If you remove the control board on the primary Routing Engine, resulting in removal of active fabric planes, the line card takes the local action of disabling the removed planes. If spare planes are available, the line card initiates switchover to spare planes. If an active control board on a backup Routing Engines is removed, the primary Routing Engine disables the removed planes and performs the switchover to spare planes, if available. The software attempts to optimize the duration of connectivity loss by disabling all removed planes. The spare planes are transitioned to the online state one by one.

Fabric self-ping is a mechanism to detect any issues in the fabric data path. Each Packet Forwarding Engine forwards fabric data cells that are destined to itself over all active fabric planes. To transmit the data cell, the Packet Forwarding Engine fabric sends the request cells over an active plane and waits for a grant packet.
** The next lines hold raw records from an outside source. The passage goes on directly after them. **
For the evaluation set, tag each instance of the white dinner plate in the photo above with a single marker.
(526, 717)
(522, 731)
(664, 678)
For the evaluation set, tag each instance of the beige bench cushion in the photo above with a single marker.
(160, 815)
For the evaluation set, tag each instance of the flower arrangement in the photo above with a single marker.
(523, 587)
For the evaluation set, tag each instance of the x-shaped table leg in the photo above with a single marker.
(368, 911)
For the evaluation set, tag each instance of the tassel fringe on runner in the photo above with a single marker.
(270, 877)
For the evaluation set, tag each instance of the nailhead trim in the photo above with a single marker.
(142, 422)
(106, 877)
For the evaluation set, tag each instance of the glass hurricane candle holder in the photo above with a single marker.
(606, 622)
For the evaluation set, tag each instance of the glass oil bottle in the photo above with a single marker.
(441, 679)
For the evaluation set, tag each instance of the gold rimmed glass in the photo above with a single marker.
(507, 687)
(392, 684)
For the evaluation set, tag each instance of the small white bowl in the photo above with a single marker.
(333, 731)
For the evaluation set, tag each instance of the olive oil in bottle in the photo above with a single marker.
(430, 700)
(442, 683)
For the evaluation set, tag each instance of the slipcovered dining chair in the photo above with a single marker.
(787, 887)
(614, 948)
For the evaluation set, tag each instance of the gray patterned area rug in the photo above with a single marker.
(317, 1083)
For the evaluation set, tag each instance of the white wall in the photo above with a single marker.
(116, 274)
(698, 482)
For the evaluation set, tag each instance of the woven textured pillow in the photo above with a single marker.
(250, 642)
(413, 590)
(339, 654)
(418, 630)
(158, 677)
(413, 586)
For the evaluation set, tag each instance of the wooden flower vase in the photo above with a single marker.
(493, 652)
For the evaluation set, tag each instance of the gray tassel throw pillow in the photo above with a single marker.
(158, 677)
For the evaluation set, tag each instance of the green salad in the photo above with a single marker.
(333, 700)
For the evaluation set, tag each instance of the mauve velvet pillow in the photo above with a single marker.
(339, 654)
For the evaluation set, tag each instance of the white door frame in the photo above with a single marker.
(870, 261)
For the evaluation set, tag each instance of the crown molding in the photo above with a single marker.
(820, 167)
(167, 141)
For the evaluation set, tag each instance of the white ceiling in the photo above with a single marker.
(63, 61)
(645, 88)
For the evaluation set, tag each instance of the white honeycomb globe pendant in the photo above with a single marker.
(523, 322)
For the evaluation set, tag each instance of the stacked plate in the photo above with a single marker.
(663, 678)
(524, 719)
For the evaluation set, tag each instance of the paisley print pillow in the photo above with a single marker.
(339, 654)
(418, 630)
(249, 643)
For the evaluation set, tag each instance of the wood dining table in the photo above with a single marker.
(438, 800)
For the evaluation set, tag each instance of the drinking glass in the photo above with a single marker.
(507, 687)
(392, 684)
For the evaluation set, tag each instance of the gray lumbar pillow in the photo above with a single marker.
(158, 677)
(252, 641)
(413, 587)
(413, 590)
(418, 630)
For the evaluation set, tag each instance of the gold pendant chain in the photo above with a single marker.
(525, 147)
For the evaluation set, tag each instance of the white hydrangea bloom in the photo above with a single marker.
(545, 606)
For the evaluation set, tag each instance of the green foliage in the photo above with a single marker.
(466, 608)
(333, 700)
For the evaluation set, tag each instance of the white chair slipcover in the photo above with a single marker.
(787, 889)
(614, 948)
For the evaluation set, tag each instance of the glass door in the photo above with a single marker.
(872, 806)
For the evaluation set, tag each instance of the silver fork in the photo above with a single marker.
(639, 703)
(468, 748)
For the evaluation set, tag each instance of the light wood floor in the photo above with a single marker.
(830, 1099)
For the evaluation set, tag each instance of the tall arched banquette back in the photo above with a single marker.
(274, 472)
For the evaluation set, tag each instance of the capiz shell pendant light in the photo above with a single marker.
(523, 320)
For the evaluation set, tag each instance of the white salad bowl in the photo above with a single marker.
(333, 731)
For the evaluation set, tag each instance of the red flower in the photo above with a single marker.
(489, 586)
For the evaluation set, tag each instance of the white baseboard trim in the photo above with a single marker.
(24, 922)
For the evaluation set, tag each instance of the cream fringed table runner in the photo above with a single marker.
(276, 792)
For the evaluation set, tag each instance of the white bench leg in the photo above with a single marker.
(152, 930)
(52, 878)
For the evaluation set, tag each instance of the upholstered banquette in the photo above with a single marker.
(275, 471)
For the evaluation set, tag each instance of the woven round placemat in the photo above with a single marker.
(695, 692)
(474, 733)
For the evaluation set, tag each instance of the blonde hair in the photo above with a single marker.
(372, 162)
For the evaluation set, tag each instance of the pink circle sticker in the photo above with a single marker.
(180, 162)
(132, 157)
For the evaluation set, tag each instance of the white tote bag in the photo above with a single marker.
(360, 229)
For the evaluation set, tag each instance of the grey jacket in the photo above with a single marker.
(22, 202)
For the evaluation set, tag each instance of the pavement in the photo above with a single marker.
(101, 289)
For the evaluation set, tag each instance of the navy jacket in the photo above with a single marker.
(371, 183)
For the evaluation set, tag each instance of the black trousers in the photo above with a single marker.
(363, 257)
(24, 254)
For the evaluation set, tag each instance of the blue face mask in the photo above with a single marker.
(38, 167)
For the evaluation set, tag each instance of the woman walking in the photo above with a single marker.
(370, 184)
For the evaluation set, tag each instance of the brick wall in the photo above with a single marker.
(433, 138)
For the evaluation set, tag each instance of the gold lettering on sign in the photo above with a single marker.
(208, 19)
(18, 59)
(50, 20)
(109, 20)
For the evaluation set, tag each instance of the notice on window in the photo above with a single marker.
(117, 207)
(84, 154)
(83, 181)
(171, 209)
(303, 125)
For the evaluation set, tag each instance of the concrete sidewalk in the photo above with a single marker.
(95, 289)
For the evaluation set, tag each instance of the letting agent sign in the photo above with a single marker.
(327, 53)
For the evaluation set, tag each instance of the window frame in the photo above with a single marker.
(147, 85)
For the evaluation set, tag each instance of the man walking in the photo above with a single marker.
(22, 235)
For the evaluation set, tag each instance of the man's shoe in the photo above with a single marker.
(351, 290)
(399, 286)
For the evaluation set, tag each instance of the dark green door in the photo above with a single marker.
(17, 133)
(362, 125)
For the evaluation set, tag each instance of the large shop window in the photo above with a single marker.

The destination Packet Forwarding Engine sends a grant packet over the same plane on which the request cell is received. When the grant cell is received, the source Packet Forwarding Engine sends the data cell.

The Packet Forwarding Engine fabric contains the capability to detect grant delays. If grants are not received within a certain period of time, a destination timeout is declared. Destination timeout on a certain plane by a Packet Forwarding Engine on two or more line cards is considered as an indication for plane failures. Even if one Packet Forwarding Engine on a line card flashes an error, the line card is considered to be in error. Destination timeouts are noticed when the Packet Forwarding Engine sends traffic actively because requests are sent only for valid data cells. The software takes an appropriate action based on the destination timeout. For self-ping, a data cell is destined to the source Packet Forwarding Engine only.

Fabric ping failure messages are sent to the fabric manager on the Routing Engine, which collates all of the errors reported by all the line cards and takes a corrective action. For example, a ping failure for all links of the same line card might indicate a problem on the line card. Ping failure for multiple line cards for the same fabric plane might indicate a problem with the fabric.

If the Routing Engine determines that a fabric plane is down, based on the information on errors it receives from the line cards or the Packet Forwarding Engines, over a period of 5 seconds, it indicates a fabric failure. The duration of 5 seconds is the period for which the Routing Engine collates the errors from all of the line cards.

Fabric self-ping packets are periodically sent to check the sanity of the fabric links. Self pings are sent at interval of 500 ms. The destination timeout is also checked in intervals of 500 ms. If two timeouts ocur successively, self ping failure is detected. When a destination timeout is received, the Packet Forwarding Engine fabric stops the sending of packets to the fabric. To examine the link condition again, the software resets the credits to ensure that new requests are sent again. When a self-ping failure occurs, the line card removes the affected plane from sending data to all destinations. This method ensures that self-ping is not attempted to be sent again on the defective plane.

The following guidelines apply to the self-ping capability:

By default, self pings are not sent on spare fabric planes because spare planes do not carry traffic.
The size of self-ping packets is large enough to enable the cells to be loaded over all the active fabric planes (MX2020 supports 24 fabric planes and MX10008 supports 12 fabric planes).
A detection of received self-ping packets is not performed.
High priority queue is used to enable self-ping to be sent for oversubscription cases.